The district contracts a farmer to grow wheat on the farm land, netting the agency about $100,000 a year. In addition, the district can truck sludge from its wastewater facility to the farm, which uses it as fertilizer.
By not having to truck those bio-solids to an out-of-town dump, the district saves about $900,000 a year, Matheson said, keeping Vallejo sewer rates low.
So, the farmland is a $1 million-a-year cash crop, so to speak.
However, the levees are fragile. The farmer maintains and keeps watch on most of the levees, on the district's dime.
"He's fairly vigilant with the levee. He's the eyes and ears out there," Matheson said.
About a decade ago, Matheson said the farmland suffered a major levee failure during a set of major storms.
"It flooded the whole island. We had zero crops that year," Matheson said.
"If we lost that island it would cost us $1 million a year in additional costs because we'd have to haul (sludge) to a landfill," Matheson said.
All things considered, Matheson said the levees are in "pretty good shape." "We work on them every couple of years," he said, adding the levees fared fine in the recent rains.
Vallejoans may not have to worry about getting rescued off their rooftops from helicopters like New Orleans flood victims, but that doesn't mean there still isn't inconvenient and even costly flooding in this city.
The flood district received about 20 different claims from flooded residences and businesses from last weekend's storm, Matheson said.
Most of those were in the Hampshire and Mississippi streets neighborhood, off Couch Street. "It's simply a low spot," Matheson said. "And there was too much rain."
A past problem area, Lake Dalwigk, off Curtola Parkway, poses a limited threat now, Matheson said. In the past, the lake - which serves as a flood basin before water can be piped into Mare Island Strait - has flooded, leaving up to 6 feet of water in the surrounding Lemon Street neighborhood.
Since the flood district widened and drained the lake, and created a larger storm channel to the strait, Lake Dalwigk has behaved, Matheson said.
Sandy Beach, an unincorporated strip of dozens of homes along Mare Island Strait, still receives landslides from the cliff above them, Matheson said.

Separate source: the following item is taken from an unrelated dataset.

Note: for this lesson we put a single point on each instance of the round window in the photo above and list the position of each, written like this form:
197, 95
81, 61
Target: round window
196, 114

To coordinate which areas of Vallejo are vulnerable, the Federal Emergency Management Agency (FEMA) designates cities' flood zones.
"They are areas in town that would flood in a 100-year storm," City Engineer Gary Leach said. "As improvements are made, they can be taken out of flood zones too."
The zones aren't an exact indicator either, he said. "A lot of those areas (in the flood zone) have never flooded and some areas that flood a lot aren't named in flood zones," Leach said.
However, a flood zone designation means if you own a home there, the mortgage company usually requires you to have flood insurance.